As I have already shown, the important event alluded to by Perez as occurring in the year 7 Cauac of the 8th Ahau, which he fixes in 1393, really happened in 1435, as we see by correcting the manifest error of his calculation. This event, I believe, was the destruction of Mayapan, which this manuscript asserts took place in the 8th Ahau.

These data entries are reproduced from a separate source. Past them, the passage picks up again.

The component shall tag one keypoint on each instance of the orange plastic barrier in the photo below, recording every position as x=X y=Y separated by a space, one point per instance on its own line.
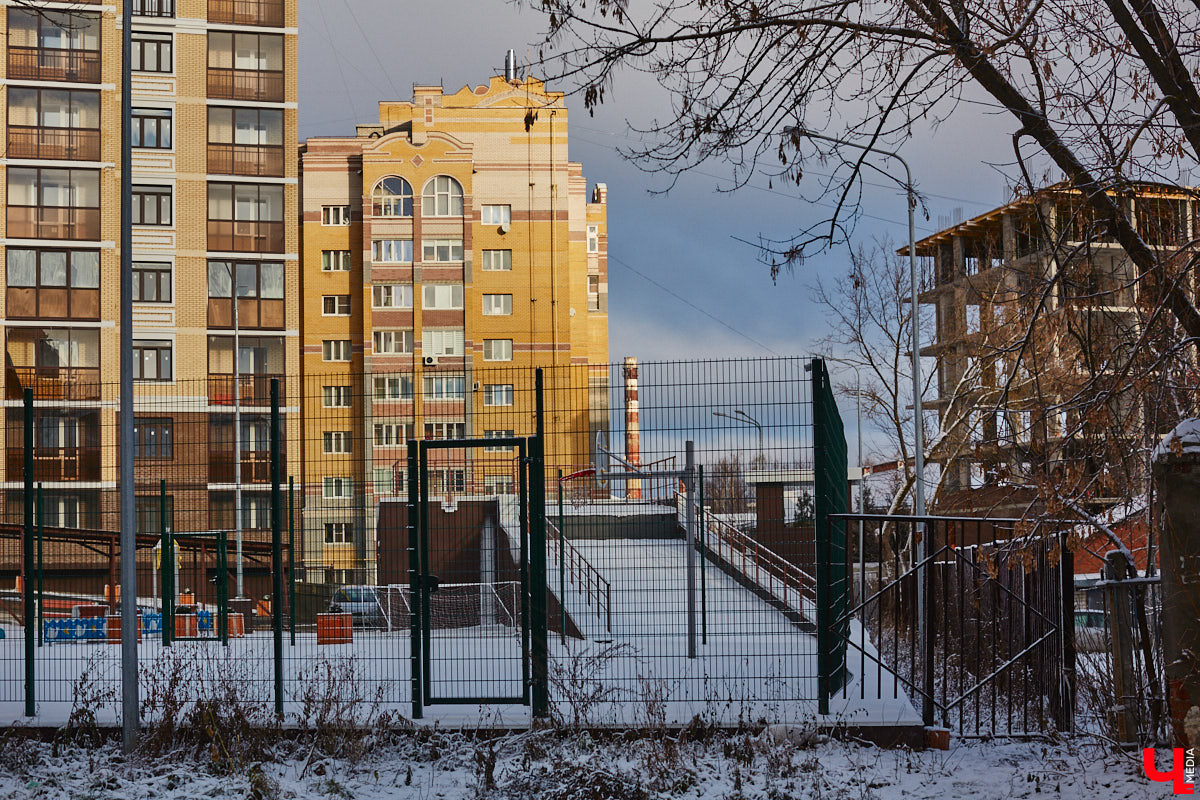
x=334 y=629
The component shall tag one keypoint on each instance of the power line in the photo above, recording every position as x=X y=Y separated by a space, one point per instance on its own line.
x=690 y=304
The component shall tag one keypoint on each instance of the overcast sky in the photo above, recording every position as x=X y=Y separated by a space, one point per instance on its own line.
x=714 y=299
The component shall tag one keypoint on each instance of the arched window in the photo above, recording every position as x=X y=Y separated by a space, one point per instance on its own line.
x=393 y=197
x=442 y=197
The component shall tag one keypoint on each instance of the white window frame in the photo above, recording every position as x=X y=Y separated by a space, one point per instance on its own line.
x=497 y=305
x=490 y=349
x=496 y=395
x=384 y=295
x=336 y=350
x=496 y=214
x=334 y=216
x=393 y=342
x=336 y=260
x=497 y=260
x=391 y=251
x=335 y=305
x=337 y=443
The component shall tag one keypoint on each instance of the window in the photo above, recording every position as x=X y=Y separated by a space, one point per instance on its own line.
x=339 y=533
x=393 y=197
x=444 y=386
x=336 y=441
x=496 y=215
x=151 y=52
x=151 y=282
x=335 y=350
x=245 y=217
x=335 y=260
x=498 y=434
x=393 y=342
x=335 y=396
x=391 y=295
x=53 y=283
x=497 y=305
x=497 y=349
x=497 y=260
x=445 y=429
x=153 y=360
x=53 y=124
x=449 y=342
x=335 y=305
x=391 y=251
x=335 y=215
x=151 y=127
x=442 y=250
x=498 y=395
x=391 y=434
x=53 y=203
x=593 y=293
x=153 y=438
x=442 y=295
x=394 y=388
x=151 y=205
x=442 y=197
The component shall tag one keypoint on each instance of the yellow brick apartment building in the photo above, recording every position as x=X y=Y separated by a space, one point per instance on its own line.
x=215 y=193
x=448 y=250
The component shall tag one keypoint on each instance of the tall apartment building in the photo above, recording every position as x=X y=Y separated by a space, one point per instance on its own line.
x=1033 y=301
x=215 y=131
x=448 y=241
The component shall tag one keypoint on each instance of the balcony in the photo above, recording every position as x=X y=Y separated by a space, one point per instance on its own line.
x=246 y=12
x=238 y=236
x=58 y=222
x=54 y=383
x=253 y=390
x=256 y=85
x=54 y=64
x=256 y=465
x=55 y=463
x=257 y=161
x=30 y=142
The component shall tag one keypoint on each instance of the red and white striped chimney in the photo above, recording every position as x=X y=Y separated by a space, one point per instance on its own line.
x=633 y=429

The two statements in this document—first (in the 11th paragraph), that the first arrival of the Spaniards, at the close of the 2d Ahau (1518), was 60 years after the fall of Mayapan; second (12th paragraph), that the year 1536 was 60 years after this event—cannot both be correct; one or the other, or both, must be erroneous. Rejecting the latter, and counting three Ahaues, the number the author gives, at 24 years each, instead of 20 (the length at which he estimates them), we have 72 years, which, deducted, carries us back to 1446. This corresponds exactly with Landa's computation. Herrera[1] says that this happened, "according to the reckoning of the Indians, about seventy years before the Spaniards came into Yucatan," which would place it in 1448. According to the tables I have given, the 8th Ahau included the years 1423-1446, which agrees exactly with Brasseur's calculation (Hist des Nat. Civ[2]), in which work he appears to have adopted 24 years as the number to an Ahau, instead of 20, as in his notes to Landa and the Perez Manuscript. As I was not aware of this fact until after the preceding part of this paper was delivered for publication, I call attention to it now, as it is apparent from this that his comparison of the dates of the two systems must agree throughout precisely with what is given in my Table XVII.
If we are correct in counting 24 years to an Ahau, then it is certain the 8th must have included from 1423 to 1446; and if the document referred to by Perez (which unfortunately was lost) was right in stating that 7 Caua,c was the year of the destruction, it occurred in 1435.
We learn from Herrera (loc. cit.) that this city was destroyed five hundred years after it was built. As a matter of course, this is given in round numbers, and cannot be considered as exact; yet it will afford some aid in our comparison. Deducting 500 from 1435 gives us the year 935 as the date of the founding of the city, which may be considered as at least approximately correct. Counting back by Ahaues, we ascertain that this would fall in the 11th of the preceding grand cycle.